UCLA researcher Li also highlights the importance of parameter settings when using dimension reduction methods. With t-SNE or UMAP, some researchers might just use the default settings, but “the default may not be optimal for your data,” says Li. With t-SNE, one parameter to heed, in her view, is perplexity, and with UMAP there are two so-called hyperparameters. Depending on parameter settings, data can be represented in tighter or looser clusters. “Which one would you trust?” she asks. When researchers use these tools to draw conclusions about their data related to a scientific hypothesis, she says, “then you need to be careful.” With a statistical method called single-cell dubious embedding detector (scDEED10) that she, her PhD student Christy Lee, and Lucy Xia at the Hong Kong University of Science and Technology developed, she hopes researchers will have an easier time with that trust question. The team noticed that after optimizing with scDEED, t-SNE and UMAP representations look more similar to one another than before.

ScDEED performs quality assessment of the data visualization to avoid what the team calls ‘dubious embeddings’ from dimension reduction techniques such as t-SNE and UMAP. The software calculates a ‘reliability score’ for each data point and thus is a way to assess how trustworthy neighboring points are that are represented in the data visualization. The tool assesses the ‘pre-embedding space’ generated in the PCA, which precedes the dimension reduction with t-SNE or UMAP.

Running scDEED can take a moment, “because we do have to just check different parameters,” says Christy Lee. Its runtime will depend on the computing setup and dataset size. It’s worth taking the time, since having more trust in one’s data visualization is bound to propel scientific conclusions, which might, for example, be a comparison of gene expression in tumor cells and healthy ones.

Statistics is on board

Says Irizarry, “I have this saying that the reward for collaborating with a good statistician is that you publish less and more slowly.” Although it might seem slower to some, being responsible about statistical analysis is actually not always slower, he says. Good statistical analysis is crucial for good science. Statistics methods have old, deep roots that the reach back to the early days of genetics research, and statisticians have long been present in genetics and genomics collaborations. Yet he remembers decades ago hearing some famous investigators voice versions of, ‘If I need statistics, then I did the experiment wrong’. Partly thanks to genomics advances, this no longer happens, he says.
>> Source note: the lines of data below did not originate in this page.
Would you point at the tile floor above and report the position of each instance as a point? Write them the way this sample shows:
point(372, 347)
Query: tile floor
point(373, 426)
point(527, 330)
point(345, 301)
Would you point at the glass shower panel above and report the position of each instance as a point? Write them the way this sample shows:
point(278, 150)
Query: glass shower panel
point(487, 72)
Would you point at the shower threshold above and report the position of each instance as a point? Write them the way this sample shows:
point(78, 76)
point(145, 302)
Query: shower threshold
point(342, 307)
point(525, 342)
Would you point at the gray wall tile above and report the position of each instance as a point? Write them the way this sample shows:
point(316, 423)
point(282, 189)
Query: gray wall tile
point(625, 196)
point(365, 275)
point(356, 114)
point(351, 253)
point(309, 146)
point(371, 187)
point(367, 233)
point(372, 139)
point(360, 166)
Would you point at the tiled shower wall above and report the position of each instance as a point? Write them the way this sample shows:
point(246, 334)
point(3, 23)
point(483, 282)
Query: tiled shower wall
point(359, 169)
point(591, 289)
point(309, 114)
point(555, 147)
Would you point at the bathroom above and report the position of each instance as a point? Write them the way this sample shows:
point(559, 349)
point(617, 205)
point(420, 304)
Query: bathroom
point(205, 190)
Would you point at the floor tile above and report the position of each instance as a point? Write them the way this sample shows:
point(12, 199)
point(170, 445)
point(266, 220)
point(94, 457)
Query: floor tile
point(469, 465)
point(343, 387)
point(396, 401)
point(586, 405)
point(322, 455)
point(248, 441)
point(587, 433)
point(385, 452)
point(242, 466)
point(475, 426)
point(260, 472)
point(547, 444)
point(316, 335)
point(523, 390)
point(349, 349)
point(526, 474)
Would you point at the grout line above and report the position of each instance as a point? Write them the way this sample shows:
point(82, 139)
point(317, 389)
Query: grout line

Feuds over UMAP and t-SNE have quite some history and baggage, says Wojcik. These tools need thoughtful use, but the incentive structure in science, she says, is “just not set up for well-thought-out slow and methodical science.” Wider access to statistical methods and tools are a positive, as is increased reflection when pursuing a given scientific question about whether a method is a good choice. “It’s not productive to demonize a method,” such as UMAP or t-SNE, she says. “It’s just math.” What matters, she says, is “how humans use it.”